Sehr gut verlief unser Gespräch also; angenehm die Atmosphäre. Es gab Kaffee und Wasser, hinter den Mauern des Gebäudes grummelten gemütlich die Maschinen. Die Zeit verging wie im Flug. Herr Dr. L. hatte mir angekündigt, dass wir zum Abschluss des heutigen Termins einen Rundgang durch Produktion und Werkstätten des Unternehmens machen würden. Darauf war ich nun gespannt, als sich unser Dialog nach einer guten Stunde fast erschöpft hatte.

 

Dann sagte Herr Dr.

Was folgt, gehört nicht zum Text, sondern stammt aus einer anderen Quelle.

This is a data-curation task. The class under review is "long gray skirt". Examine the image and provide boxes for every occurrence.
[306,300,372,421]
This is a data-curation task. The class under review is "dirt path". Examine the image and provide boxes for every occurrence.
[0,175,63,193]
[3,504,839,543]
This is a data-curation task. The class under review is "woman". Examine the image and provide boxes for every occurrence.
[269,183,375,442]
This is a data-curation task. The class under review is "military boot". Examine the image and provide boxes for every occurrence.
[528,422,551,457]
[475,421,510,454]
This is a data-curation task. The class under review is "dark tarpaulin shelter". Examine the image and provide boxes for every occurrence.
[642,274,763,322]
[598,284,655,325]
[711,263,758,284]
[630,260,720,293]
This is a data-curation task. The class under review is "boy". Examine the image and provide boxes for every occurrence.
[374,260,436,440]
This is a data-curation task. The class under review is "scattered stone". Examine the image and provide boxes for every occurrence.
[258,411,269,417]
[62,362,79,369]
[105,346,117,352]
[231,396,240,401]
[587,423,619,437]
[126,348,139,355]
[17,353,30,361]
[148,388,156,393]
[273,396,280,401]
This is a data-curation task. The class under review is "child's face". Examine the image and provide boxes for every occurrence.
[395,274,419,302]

L. ganz beiläufig: "Ach, wissen Sie, bevor wir jetzt aufbrechen, hätte ich noch eine Frage: Rauchen Sie ?"

 

Da ich ein ehrlicher Raucher bin und nichts von Versteckspielen in dieser Hinsicht halte, bejahte ich seine Frage. Noch dazu, da ich seit einigen Jahren wirklich nur noch am Abend, sozusagen zur Belohnung für den Tag, zur Zigarette griff. Ständiges Herumrennen mit "Kippe" oder gelegentliche Rauchpausen während der Arbeit waren also nicht zu erwarten, was ich kurz ansprach.

 

Da nickte er zustimmend, wollte aber noch wissen, warum ich rauche. Und ob mir klar sei, wie schädlich das alles ist. Was ja stimmt. Danach erzählte er von seiner eigenen jahrzehntelangen Nikotinsucht und deren abruptem Ende aufgrund persönlicher Hintergründe, die ich hier nicht wiedergeben möchte. Ich hörte zu, nickte ab und zu, verstand ihn und sagte wenig. Ich merkte schon, dass wir hier in ungünstiges Fahrwasser gerieten, da die Raucherei offensichtlich ein Reizthema für Herrn Dr. L. war.

 

Jedenfalls wollte er dann von mir wissen, unter welchen Umständen ich denn bereit wäre, mit dem Rauchen aufzuhören. Kurz erklärte ich dazu meine Haltung. Er war unzufrieden, denn die Gründe, die ich anführte, waren ihm nicht allumfassend genug. Der Vollständigkeit halber sei noch erwähnt, dass es in dieser Firma keine Bereiche gibt, die prozesstechnisch so sensibel sind, dass Nichtrauchertum Arbeitsvorraussetzung ist. Herr Dr. L. wurde immer energischer, ließ sich nicht vom Thema ablenken und ich begriff schon, was er von mir hören wollte. Nämlich, dass ich sofort aufhören würde zu rauchen, wenn er mich einstellt oder sowas. 

 

Ich sagte es nicht.

 

Er fragte auch nicht direkt, sondern gab mir verschiedene Steilvorlagen, die ich ignorierte. Nach ca. einer weiteren halben Stunde war er sichtlich genervt. Er stellte mir eine besondere Frage, die ich bis heute nicht vergesse:

 

"Was würde passieren, wenn Ihr Mann Ihnen das Rauchen verbieten würde?"

 

Der meinte das ernst. Das war klar. Ich aber auch. Ich antwortete:

 

"Der müsste dann wohl woanders wohnen."

 

Höflich verabschiedete Herr Dr L. mich kurz darauf, ohne das wir den gemeinsamen Rundgang machten.

 

***

 

Den Job habe ich nicht gekriegt, dafür aber eine sehr ausführliche und freundliche Absage, unterschrieben von Herrn Dr. L.. Ich glaube, ich habe eine geraucht, nachdem ich das gelesen hatte....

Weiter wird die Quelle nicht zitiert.